Leaving New Orleans in the fall of 1989, I assumed I’d be back for a career there, following the obvious progression from youthful writer of long, deeply moving features to whiz-bang young novelist to learned gray sage. That never happened, for various reasons, though I did return for a second summer as an intern, and I did get to write some of those features. OK, at least they were long — I’m not sure about the “deeply moving” part.
I’d never imagined that I’d wind up in Washington, D.C. working for trade publication specializing in indoor air quality, of all things. The subject was about as exciting as I’d expected, but it was invaluable experience — I wrote more than 20 stories a week sometimes, learned the basics of laying out a paper and always had to think of what we did as a business. I had no inkling that from there I’d wind up in New York City, rewriting skeletal wire copy about something called mortgage-backed securities for an online experiment started by the Wall Street Journal. (In 1989 I doubt I’d even heard of the Internet.) I had not the faintest idea that my WSJ.com stint would turn into 13 years of being a reporter and an editor and a manager and a projects guy, that I’d get to write a weekly column about technology and a daily one about sportswriting, and that I’d be given an education by way of never-ending experiment in making a newspaper work in the online world. I didn’t dream that being a New York Mets fan could lead to blogging about that team for a surprisingly large audience that would become a cherished community. Nor could I have imagined that I’d find my way to EidosMedia, where I’d work with world-class technology to produce newspapers for a new era and help editors at those newspapers work more efficiently to meet that era’s challenges and find its opportunities.

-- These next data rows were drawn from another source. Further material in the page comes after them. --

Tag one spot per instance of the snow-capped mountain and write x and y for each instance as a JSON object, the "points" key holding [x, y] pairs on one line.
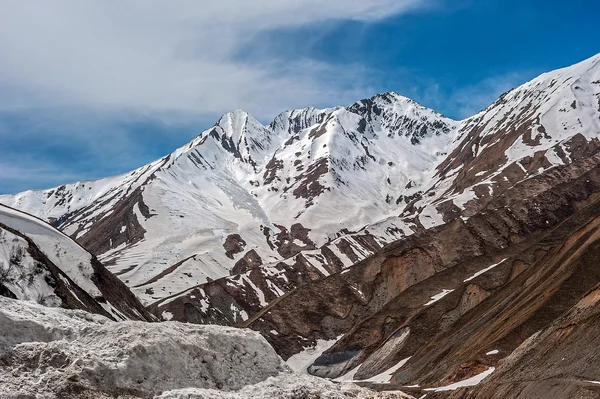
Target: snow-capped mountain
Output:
{"points": [[242, 194], [39, 263], [528, 132], [380, 242]]}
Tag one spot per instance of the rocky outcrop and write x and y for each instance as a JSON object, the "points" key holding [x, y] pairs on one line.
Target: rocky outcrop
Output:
{"points": [[38, 263]]}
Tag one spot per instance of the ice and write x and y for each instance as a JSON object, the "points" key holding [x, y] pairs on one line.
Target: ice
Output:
{"points": [[469, 382], [302, 360]]}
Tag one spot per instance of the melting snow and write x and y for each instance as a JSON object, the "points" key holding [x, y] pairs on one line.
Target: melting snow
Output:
{"points": [[469, 382]]}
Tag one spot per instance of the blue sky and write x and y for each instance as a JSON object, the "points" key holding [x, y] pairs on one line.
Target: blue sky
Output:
{"points": [[90, 89]]}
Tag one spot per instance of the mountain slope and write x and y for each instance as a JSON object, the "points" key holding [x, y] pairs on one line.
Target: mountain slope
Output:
{"points": [[245, 194], [39, 263], [417, 247], [67, 354]]}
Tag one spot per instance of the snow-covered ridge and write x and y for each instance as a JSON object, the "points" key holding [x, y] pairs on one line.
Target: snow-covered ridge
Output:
{"points": [[283, 188], [63, 265], [315, 178]]}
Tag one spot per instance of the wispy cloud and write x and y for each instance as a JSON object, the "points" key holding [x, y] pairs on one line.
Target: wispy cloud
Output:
{"points": [[91, 88], [176, 55], [464, 101]]}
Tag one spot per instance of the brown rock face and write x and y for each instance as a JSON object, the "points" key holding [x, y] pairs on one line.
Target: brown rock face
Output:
{"points": [[529, 243]]}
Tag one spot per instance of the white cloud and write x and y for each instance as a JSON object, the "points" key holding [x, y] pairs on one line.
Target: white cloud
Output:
{"points": [[175, 55]]}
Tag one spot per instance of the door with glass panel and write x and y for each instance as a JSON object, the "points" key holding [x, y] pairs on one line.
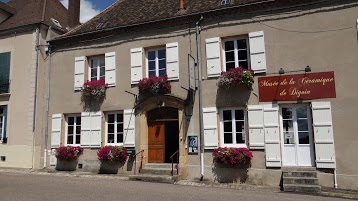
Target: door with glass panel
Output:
{"points": [[296, 129]]}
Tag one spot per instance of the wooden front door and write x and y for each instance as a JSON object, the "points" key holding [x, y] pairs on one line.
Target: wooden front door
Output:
{"points": [[156, 142]]}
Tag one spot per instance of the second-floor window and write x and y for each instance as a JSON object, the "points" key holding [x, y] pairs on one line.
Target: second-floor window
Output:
{"points": [[97, 68], [73, 130], [156, 62], [236, 53]]}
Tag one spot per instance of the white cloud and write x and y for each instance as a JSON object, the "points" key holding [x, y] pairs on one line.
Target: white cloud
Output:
{"points": [[87, 10]]}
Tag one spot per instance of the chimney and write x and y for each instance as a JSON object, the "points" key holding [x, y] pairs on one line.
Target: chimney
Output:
{"points": [[181, 5], [73, 13]]}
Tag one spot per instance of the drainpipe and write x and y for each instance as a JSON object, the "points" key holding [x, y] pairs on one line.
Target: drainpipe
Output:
{"points": [[335, 178], [35, 95], [47, 99], [198, 47]]}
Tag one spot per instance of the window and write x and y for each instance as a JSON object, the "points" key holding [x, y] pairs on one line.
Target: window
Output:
{"points": [[233, 127], [97, 68], [156, 62], [114, 128], [73, 130], [236, 53], [2, 122]]}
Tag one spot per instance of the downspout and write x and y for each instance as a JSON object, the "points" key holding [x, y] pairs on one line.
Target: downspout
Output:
{"points": [[47, 99], [198, 47], [335, 178], [35, 95]]}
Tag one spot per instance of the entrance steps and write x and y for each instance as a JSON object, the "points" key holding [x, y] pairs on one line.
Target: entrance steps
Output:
{"points": [[300, 179], [156, 172]]}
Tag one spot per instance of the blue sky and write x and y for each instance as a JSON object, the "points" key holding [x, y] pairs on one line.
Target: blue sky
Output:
{"points": [[89, 8]]}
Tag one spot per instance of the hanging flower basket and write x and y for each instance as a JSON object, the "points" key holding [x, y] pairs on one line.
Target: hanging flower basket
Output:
{"points": [[95, 89], [233, 156], [111, 157], [154, 85], [235, 77], [67, 158]]}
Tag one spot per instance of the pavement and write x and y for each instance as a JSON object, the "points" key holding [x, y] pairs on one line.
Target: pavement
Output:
{"points": [[327, 192]]}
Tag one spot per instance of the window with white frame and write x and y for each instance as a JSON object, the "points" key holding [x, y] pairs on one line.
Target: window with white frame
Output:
{"points": [[96, 68], [236, 53], [2, 123], [156, 62], [73, 130], [233, 127], [114, 128]]}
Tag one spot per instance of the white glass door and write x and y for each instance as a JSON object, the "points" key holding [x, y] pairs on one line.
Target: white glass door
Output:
{"points": [[296, 136]]}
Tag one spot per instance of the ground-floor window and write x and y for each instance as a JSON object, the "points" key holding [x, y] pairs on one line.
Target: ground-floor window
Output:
{"points": [[233, 127], [73, 130], [114, 128]]}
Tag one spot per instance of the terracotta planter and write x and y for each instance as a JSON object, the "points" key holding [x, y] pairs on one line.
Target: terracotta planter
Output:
{"points": [[109, 167], [66, 165]]}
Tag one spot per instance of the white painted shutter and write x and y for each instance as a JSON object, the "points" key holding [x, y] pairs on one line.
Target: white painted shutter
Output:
{"points": [[129, 128], [96, 127], [272, 135], [136, 65], [56, 130], [213, 57], [110, 62], [85, 129], [257, 52], [79, 72], [256, 127], [172, 61], [210, 128], [323, 135]]}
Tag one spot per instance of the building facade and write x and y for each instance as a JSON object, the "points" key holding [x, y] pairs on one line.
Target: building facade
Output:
{"points": [[125, 44], [24, 29]]}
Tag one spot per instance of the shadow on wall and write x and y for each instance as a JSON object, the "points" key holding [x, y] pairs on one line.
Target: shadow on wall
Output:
{"points": [[234, 96], [224, 173]]}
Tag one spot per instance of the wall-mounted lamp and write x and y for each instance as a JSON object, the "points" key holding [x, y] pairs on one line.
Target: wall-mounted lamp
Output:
{"points": [[308, 69], [281, 71]]}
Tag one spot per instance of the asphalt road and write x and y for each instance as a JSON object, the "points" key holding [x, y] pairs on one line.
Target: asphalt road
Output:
{"points": [[32, 187]]}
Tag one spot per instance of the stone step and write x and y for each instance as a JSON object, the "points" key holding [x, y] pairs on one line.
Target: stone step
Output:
{"points": [[300, 174], [301, 188], [297, 169], [153, 178], [157, 171], [159, 165], [300, 180]]}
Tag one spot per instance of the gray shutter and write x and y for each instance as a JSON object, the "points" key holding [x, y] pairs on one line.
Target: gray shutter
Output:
{"points": [[213, 57], [323, 135], [210, 128], [110, 66], [136, 65], [257, 52], [96, 129], [56, 130], [85, 129], [79, 72], [172, 50], [272, 135], [129, 128], [256, 127]]}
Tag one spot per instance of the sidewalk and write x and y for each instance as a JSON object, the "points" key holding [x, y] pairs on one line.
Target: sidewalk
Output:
{"points": [[329, 192]]}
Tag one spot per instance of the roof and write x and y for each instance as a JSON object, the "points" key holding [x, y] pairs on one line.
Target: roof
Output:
{"points": [[35, 11], [129, 13]]}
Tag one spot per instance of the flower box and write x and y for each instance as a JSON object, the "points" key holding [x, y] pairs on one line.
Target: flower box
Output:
{"points": [[240, 157], [67, 157], [235, 77], [154, 85], [111, 157], [95, 89]]}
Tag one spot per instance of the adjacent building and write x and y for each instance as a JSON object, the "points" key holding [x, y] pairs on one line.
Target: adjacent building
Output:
{"points": [[300, 111], [25, 26]]}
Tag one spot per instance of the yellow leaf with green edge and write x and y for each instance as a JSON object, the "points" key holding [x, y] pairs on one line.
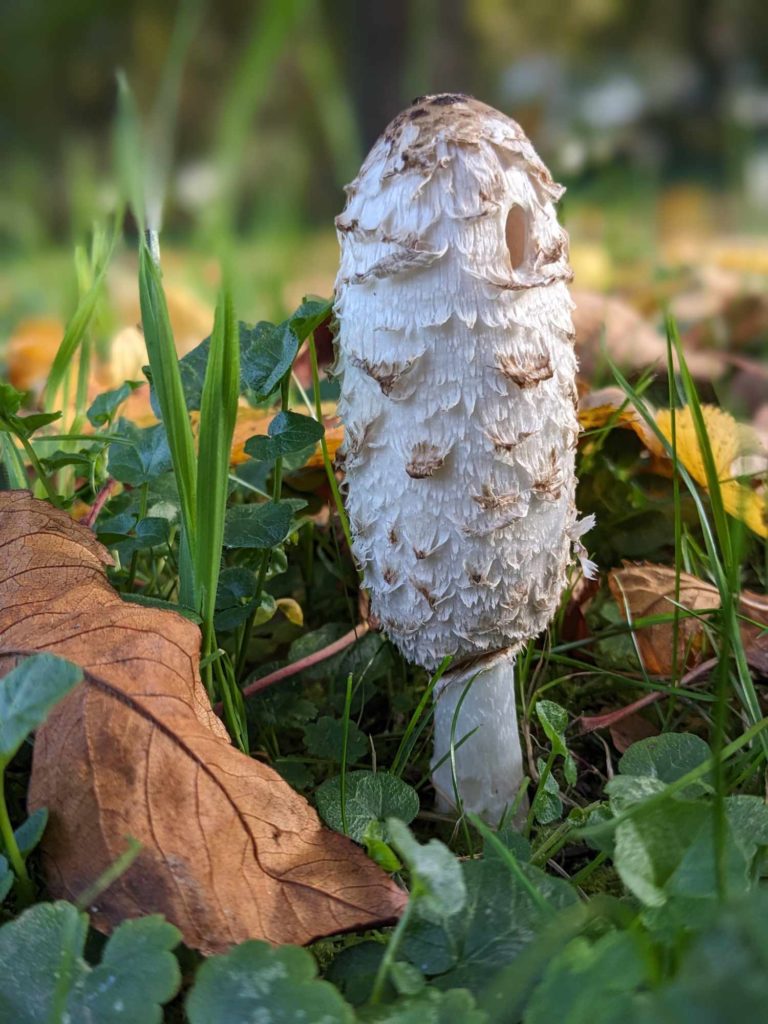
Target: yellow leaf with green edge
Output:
{"points": [[291, 609], [733, 444]]}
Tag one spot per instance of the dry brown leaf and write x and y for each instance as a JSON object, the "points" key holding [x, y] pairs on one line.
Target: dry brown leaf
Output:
{"points": [[630, 730], [645, 590], [229, 851]]}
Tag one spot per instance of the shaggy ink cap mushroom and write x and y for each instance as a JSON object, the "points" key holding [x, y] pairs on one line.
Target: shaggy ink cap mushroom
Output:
{"points": [[458, 396]]}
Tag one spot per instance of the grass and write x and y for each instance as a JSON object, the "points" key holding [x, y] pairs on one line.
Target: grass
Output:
{"points": [[643, 861]]}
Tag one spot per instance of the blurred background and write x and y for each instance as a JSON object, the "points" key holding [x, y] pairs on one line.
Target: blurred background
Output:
{"points": [[654, 116]]}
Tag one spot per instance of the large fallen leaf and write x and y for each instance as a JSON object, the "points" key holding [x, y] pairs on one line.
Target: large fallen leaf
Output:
{"points": [[736, 448], [229, 851], [646, 591]]}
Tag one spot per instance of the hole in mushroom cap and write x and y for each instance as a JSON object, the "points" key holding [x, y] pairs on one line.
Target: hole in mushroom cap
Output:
{"points": [[516, 232]]}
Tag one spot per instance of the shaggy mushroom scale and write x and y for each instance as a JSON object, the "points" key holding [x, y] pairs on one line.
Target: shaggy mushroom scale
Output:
{"points": [[458, 394]]}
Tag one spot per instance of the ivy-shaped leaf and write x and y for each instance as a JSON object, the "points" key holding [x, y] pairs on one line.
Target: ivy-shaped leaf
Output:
{"points": [[43, 975], [259, 982]]}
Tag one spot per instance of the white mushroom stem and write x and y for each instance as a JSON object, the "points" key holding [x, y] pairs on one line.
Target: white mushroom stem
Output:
{"points": [[477, 752], [458, 396]]}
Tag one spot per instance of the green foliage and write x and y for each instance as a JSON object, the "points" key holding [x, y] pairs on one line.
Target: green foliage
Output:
{"points": [[256, 981], [260, 526], [51, 981], [287, 433], [369, 797], [146, 457], [101, 411], [28, 693], [324, 738]]}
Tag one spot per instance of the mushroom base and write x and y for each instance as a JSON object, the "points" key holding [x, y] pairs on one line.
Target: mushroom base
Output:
{"points": [[487, 765]]}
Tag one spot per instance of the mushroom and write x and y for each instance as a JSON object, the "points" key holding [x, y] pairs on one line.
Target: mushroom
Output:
{"points": [[458, 395]]}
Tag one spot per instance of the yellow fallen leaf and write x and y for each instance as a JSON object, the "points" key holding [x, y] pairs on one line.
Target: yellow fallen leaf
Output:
{"points": [[736, 449], [731, 443]]}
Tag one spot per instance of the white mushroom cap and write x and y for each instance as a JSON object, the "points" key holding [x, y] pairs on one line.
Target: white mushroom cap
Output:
{"points": [[458, 372]]}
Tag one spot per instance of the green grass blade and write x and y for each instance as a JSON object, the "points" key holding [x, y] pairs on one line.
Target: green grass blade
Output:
{"points": [[167, 382], [81, 318], [217, 418]]}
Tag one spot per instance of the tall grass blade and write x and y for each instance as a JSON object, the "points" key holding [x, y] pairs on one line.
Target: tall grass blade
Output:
{"points": [[103, 247], [167, 382], [217, 418]]}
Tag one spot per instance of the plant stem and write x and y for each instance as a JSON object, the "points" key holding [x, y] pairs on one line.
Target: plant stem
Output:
{"points": [[266, 556], [30, 452], [25, 888], [143, 503], [344, 744], [389, 954], [324, 445], [542, 782]]}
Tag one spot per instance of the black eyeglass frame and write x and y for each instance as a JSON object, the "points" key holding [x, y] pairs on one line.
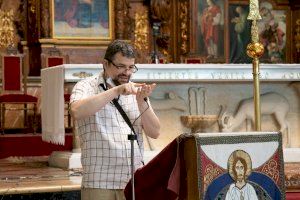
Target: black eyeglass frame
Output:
{"points": [[134, 68]]}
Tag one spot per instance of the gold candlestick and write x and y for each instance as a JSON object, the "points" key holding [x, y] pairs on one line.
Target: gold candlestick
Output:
{"points": [[255, 50]]}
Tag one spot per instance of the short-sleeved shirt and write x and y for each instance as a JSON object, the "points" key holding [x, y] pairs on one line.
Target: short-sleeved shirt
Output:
{"points": [[105, 148]]}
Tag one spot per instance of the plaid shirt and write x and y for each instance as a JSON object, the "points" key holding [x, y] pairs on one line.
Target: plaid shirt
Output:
{"points": [[105, 149]]}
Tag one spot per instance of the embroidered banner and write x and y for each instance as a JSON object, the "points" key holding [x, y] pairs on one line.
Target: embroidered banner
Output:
{"points": [[239, 166]]}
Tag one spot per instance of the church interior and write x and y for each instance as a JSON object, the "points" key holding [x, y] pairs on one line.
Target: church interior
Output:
{"points": [[212, 67]]}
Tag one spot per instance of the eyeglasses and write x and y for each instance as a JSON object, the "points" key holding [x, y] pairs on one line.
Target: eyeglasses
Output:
{"points": [[131, 68]]}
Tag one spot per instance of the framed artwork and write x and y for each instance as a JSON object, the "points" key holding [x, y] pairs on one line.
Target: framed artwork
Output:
{"points": [[210, 30], [273, 33], [239, 33], [82, 19], [244, 165]]}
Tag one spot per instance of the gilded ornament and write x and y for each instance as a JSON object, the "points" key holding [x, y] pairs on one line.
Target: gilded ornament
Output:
{"points": [[6, 28], [255, 50], [141, 31], [254, 10]]}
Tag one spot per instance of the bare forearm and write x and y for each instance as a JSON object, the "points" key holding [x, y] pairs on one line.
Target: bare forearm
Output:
{"points": [[89, 106], [150, 122]]}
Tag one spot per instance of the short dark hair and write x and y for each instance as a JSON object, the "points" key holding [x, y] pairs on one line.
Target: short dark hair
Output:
{"points": [[119, 46]]}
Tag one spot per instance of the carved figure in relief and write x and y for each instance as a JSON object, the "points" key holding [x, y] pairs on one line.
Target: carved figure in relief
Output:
{"points": [[271, 103], [172, 101]]}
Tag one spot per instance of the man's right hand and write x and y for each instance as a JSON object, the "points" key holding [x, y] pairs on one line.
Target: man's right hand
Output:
{"points": [[129, 88]]}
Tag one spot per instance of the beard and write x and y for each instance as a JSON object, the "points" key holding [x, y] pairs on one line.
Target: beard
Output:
{"points": [[121, 79]]}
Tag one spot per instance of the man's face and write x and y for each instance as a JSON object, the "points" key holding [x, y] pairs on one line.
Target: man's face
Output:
{"points": [[119, 69], [240, 170]]}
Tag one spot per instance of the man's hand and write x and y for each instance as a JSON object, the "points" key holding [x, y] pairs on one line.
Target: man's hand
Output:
{"points": [[144, 91], [129, 88]]}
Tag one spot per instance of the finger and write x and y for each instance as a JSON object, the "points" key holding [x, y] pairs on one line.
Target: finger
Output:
{"points": [[138, 84]]}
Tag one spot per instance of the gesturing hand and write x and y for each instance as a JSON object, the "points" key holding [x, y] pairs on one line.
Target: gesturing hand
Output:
{"points": [[144, 91], [129, 88]]}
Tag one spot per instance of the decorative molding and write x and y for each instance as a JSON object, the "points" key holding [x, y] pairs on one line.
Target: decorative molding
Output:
{"points": [[297, 35], [196, 72]]}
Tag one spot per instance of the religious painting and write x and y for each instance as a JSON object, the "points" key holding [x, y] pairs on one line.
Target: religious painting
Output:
{"points": [[239, 33], [238, 166], [210, 30], [81, 19], [273, 33]]}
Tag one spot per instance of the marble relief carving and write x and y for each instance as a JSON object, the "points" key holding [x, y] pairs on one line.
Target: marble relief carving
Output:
{"points": [[171, 101], [198, 120], [271, 104]]}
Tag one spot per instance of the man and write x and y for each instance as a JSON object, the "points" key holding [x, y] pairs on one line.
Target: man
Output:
{"points": [[239, 166], [103, 131]]}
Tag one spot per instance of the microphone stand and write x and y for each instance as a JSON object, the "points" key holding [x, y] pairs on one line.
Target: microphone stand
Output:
{"points": [[132, 137]]}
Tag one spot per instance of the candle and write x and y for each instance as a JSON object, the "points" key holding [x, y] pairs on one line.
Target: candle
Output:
{"points": [[254, 10]]}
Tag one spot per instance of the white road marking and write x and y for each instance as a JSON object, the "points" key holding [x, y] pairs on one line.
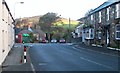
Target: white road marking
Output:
{"points": [[96, 63]]}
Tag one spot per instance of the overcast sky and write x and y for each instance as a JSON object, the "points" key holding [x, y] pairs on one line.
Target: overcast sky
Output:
{"points": [[73, 9]]}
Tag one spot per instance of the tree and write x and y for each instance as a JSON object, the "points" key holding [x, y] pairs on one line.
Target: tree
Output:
{"points": [[47, 20]]}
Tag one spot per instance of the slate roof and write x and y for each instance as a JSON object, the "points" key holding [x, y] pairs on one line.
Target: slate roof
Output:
{"points": [[104, 5]]}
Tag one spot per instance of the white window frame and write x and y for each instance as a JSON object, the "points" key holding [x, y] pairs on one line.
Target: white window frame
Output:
{"points": [[117, 31], [92, 17], [99, 34]]}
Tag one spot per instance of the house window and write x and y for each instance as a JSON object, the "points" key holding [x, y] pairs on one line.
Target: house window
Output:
{"points": [[117, 32], [117, 11], [99, 35], [92, 17], [99, 16]]}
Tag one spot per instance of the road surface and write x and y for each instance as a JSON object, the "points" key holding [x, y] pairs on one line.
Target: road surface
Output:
{"points": [[64, 57]]}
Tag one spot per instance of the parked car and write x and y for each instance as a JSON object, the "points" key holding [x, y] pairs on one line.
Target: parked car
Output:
{"points": [[53, 41], [62, 40], [44, 41]]}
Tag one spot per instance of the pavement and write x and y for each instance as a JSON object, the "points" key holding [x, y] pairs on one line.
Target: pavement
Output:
{"points": [[14, 60]]}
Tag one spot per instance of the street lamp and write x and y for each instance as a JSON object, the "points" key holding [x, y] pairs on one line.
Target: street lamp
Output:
{"points": [[14, 7]]}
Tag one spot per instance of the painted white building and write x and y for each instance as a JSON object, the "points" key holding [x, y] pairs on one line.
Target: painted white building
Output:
{"points": [[6, 31]]}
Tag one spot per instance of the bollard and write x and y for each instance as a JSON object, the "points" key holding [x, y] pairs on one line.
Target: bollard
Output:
{"points": [[25, 54]]}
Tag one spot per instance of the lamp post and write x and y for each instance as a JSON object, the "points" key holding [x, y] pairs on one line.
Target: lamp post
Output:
{"points": [[69, 30], [15, 5]]}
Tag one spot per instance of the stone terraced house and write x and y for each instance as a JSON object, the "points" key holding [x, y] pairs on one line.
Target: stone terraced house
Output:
{"points": [[104, 22], [6, 31]]}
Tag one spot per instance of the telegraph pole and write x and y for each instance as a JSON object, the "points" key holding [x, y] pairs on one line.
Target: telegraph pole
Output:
{"points": [[69, 31]]}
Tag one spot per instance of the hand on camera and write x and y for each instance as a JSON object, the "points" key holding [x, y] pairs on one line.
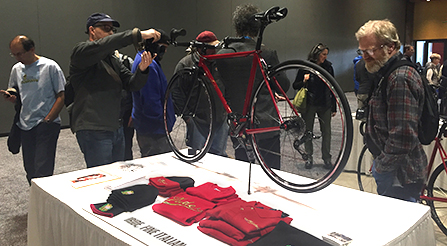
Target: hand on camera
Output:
{"points": [[151, 33]]}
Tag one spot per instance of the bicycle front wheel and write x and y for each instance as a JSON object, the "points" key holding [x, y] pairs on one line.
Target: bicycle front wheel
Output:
{"points": [[284, 140], [364, 172], [437, 197], [189, 115]]}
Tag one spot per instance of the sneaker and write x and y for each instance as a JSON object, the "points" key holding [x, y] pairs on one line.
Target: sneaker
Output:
{"points": [[327, 165], [309, 163]]}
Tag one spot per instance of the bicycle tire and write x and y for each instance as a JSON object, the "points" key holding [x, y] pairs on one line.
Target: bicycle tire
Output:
{"points": [[434, 190], [364, 172], [290, 155], [191, 135]]}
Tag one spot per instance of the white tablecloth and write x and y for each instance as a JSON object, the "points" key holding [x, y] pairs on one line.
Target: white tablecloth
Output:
{"points": [[59, 212]]}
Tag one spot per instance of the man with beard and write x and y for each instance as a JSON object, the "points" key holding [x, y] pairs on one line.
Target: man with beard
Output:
{"points": [[392, 124]]}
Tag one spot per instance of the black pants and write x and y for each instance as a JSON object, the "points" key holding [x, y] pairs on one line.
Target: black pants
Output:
{"points": [[39, 150]]}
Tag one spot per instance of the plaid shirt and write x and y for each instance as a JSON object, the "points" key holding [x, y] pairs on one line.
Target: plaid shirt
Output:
{"points": [[393, 125]]}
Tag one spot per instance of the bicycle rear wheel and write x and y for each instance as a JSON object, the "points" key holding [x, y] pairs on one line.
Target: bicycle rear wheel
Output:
{"points": [[190, 129], [364, 172], [437, 193], [284, 148]]}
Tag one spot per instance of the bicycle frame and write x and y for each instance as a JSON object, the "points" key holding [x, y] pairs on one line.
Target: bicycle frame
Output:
{"points": [[438, 147], [257, 61]]}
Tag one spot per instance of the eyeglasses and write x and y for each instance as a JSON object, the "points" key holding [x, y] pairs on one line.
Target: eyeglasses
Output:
{"points": [[17, 54], [370, 52], [106, 28]]}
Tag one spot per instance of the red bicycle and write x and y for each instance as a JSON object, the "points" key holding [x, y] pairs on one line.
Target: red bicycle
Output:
{"points": [[191, 92], [434, 193]]}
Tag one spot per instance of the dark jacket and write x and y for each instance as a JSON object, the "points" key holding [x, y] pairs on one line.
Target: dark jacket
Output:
{"points": [[318, 93], [98, 95]]}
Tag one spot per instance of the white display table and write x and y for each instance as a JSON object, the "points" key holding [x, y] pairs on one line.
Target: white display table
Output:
{"points": [[59, 212]]}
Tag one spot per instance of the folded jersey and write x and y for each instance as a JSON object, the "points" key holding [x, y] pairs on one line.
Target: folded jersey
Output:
{"points": [[126, 200], [183, 208], [214, 193], [170, 186]]}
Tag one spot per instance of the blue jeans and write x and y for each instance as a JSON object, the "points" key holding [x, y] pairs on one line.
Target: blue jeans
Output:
{"points": [[39, 150], [389, 185], [218, 146], [101, 147]]}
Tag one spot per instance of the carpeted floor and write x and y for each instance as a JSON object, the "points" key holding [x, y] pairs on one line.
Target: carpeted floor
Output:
{"points": [[14, 189]]}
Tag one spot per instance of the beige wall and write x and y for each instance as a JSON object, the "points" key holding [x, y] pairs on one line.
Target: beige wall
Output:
{"points": [[430, 20]]}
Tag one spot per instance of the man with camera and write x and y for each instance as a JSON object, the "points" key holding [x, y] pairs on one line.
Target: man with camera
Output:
{"points": [[98, 78]]}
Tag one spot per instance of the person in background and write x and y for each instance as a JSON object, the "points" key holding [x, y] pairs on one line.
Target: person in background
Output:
{"points": [[408, 52], [147, 113], [195, 138], [98, 78], [235, 73], [399, 165], [433, 69], [320, 102], [40, 83], [356, 82], [126, 111]]}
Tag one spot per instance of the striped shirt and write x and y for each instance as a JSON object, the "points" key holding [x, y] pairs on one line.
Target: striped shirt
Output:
{"points": [[393, 124]]}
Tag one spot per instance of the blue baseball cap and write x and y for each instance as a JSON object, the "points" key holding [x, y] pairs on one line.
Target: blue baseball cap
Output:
{"points": [[100, 17]]}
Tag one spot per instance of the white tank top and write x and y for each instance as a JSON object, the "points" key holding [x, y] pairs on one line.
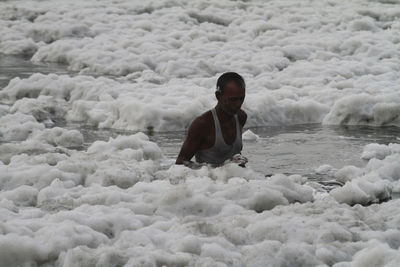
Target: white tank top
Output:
{"points": [[221, 151]]}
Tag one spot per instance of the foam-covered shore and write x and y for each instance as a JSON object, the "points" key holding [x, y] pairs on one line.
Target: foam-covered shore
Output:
{"points": [[328, 62], [119, 202], [153, 65]]}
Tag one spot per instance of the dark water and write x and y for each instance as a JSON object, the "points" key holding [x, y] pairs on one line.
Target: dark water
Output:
{"points": [[297, 149]]}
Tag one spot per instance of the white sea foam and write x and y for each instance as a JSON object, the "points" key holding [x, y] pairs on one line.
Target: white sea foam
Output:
{"points": [[154, 65], [330, 62]]}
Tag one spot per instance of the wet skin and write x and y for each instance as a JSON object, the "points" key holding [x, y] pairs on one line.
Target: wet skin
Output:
{"points": [[201, 134]]}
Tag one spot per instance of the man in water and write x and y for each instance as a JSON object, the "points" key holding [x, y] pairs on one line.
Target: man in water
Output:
{"points": [[216, 135]]}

My 20-year-old self would have found that career path bizarre, but then it’s a rare 20-year-old who understands that most career paths will have plenty of unexpected loops and turns.
Anyway, it all began in New Orleans in 1989. Now, in New Orleans in 2009, I’ll be eager to get some clues about where this industry is going. But I’ll also, inevitably, be thinking back to how I began, in that same place, literally half my lifetime ago.